Andrzej Sitkowski was 15 years old when World War II began. He lived in a suburb of Warsaw, Poland, with his mother Helena, 10-year-old sister Magda, and his grandfather.
The family assumed the role of rescuers when Helena Sitkowska was approached by her neighbor with a request to hide a Jewish girl. That girl was Dobra Kosak (later Marion Miliband). Dobra, her sister Hadassah, and the girls’ parents had lived in Częstochowa in south-west Poland. With the help of the family’s former employee, the two children and their mother Bronisława were smuggled out of the ghetto in fall 1942 and assumed false identities. Their relative, Cecylia Kosak, arranged for their transfer to and shelter in Warsaw. Cecylia was a pianist with extensive social contacts among non-Jews. Cecylia secured a job for Bronisława as a maid and placed her two nieces in a convent. Some religious institutions in Poland hid Jewish children. Yet, the belief that convents would be spared German raids and deter local informants did not hold true. After a few months, Cecylia once again served as an intermediary in her relatives’ rescue. She placed Hadassah in another convent and Dobra – with Helena Sitkowska. In July 1944, the Sitkowskis agreed to take in Hadassah as well. Some time later, the girls’ mother joined them.
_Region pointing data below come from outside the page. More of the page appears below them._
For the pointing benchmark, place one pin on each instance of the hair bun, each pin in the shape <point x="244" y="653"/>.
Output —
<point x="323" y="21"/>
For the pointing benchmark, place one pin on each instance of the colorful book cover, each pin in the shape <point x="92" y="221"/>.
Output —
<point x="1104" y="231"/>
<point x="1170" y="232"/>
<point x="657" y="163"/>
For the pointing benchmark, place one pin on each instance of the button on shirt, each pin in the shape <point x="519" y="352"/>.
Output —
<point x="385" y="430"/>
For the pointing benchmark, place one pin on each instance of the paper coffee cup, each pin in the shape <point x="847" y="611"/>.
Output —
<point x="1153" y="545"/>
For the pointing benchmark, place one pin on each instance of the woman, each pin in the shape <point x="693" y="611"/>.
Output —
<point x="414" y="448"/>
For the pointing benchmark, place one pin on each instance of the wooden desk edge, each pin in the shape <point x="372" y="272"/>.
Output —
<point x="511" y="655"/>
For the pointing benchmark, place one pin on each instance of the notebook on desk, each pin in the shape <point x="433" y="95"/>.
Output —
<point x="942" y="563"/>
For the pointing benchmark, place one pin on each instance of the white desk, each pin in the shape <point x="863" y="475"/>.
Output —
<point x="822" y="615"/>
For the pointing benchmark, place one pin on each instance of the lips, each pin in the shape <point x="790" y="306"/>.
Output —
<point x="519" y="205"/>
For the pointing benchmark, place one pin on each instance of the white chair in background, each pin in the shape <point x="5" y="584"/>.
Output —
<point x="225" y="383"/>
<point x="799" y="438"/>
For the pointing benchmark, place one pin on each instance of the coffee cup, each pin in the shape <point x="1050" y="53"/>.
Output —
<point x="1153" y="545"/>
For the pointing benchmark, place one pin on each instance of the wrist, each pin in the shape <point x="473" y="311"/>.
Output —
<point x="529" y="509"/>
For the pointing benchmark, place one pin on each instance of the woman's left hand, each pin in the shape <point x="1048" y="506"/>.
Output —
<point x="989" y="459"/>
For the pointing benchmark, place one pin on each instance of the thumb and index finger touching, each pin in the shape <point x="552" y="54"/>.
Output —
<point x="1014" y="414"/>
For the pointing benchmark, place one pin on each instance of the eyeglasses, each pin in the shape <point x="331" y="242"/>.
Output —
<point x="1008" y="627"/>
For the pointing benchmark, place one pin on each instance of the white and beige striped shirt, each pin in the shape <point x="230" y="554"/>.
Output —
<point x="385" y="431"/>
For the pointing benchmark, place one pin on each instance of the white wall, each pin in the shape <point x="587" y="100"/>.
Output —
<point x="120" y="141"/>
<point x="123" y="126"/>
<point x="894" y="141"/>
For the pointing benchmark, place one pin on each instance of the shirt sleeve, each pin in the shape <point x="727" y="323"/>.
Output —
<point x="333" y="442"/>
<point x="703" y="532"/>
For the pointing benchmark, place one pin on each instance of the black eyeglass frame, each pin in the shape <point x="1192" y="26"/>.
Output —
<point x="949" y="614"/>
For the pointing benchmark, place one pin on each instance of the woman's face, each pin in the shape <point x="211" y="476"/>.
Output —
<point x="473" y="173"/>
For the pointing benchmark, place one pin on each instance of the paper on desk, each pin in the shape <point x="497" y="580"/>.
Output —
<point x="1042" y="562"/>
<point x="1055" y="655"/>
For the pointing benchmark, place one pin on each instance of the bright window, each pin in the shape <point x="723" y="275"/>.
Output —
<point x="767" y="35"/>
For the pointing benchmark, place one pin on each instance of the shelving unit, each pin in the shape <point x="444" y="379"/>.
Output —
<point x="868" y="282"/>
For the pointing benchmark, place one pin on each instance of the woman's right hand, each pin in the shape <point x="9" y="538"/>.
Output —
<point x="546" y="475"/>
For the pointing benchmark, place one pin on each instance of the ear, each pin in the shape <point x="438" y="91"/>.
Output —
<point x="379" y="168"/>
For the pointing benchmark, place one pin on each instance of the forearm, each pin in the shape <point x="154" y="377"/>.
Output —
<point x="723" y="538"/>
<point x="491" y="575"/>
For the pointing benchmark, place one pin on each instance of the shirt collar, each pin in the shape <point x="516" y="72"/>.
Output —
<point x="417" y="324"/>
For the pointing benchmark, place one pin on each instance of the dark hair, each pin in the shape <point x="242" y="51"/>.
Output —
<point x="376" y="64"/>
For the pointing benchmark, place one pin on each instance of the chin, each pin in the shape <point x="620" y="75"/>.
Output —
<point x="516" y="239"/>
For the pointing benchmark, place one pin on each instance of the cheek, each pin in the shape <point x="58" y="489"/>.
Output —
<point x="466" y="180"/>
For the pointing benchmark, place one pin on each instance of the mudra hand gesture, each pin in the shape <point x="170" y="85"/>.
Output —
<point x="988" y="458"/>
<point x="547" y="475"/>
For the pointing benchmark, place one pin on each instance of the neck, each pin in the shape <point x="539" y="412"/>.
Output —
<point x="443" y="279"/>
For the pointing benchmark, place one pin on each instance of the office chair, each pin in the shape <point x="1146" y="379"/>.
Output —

Until the Warsaw Uprising in 1944, Cecylia Kosak had actively engaged in supporting her relatives in hiding. When she was killed, Cecylia’s nieces and their mother became completely dependent on the Sitkowski family. The Sitkowskis were exposed to constant danger and fear, which intensified when Andrzej joined the resistance. A search for him could accidentally reveal the family’s efforts to protect the Kosaks.
After the Warsaw Uprising when the German authorities expelled the residents of Warsaw from the city, the Sitkowskis and the Kosaks reached Kielce. The Sitkowskis continued to support the Jewish family by providing them with clothing and money, and ultimately helped them to move in with relatives where the Kosaks stayed until liberation.
Righteous Among the Nations
On June 29, 1995, Yad Vashem recognized Helena Sitkowska and her son, Andrzej Sitkowski as Righteous Among the Nations. “There is a uniqueness about the history of this family in that we have formed firm bonds of friendship which survived the war,” wrote Marion (Dobra) and Hadassah in their testimony many years later. In February 1996, Andrzej Sitkowski, joined by Marion and Hadassah came to Jerusalem for a ceremony held at Yad Vashem in honor of the Sitkowskis.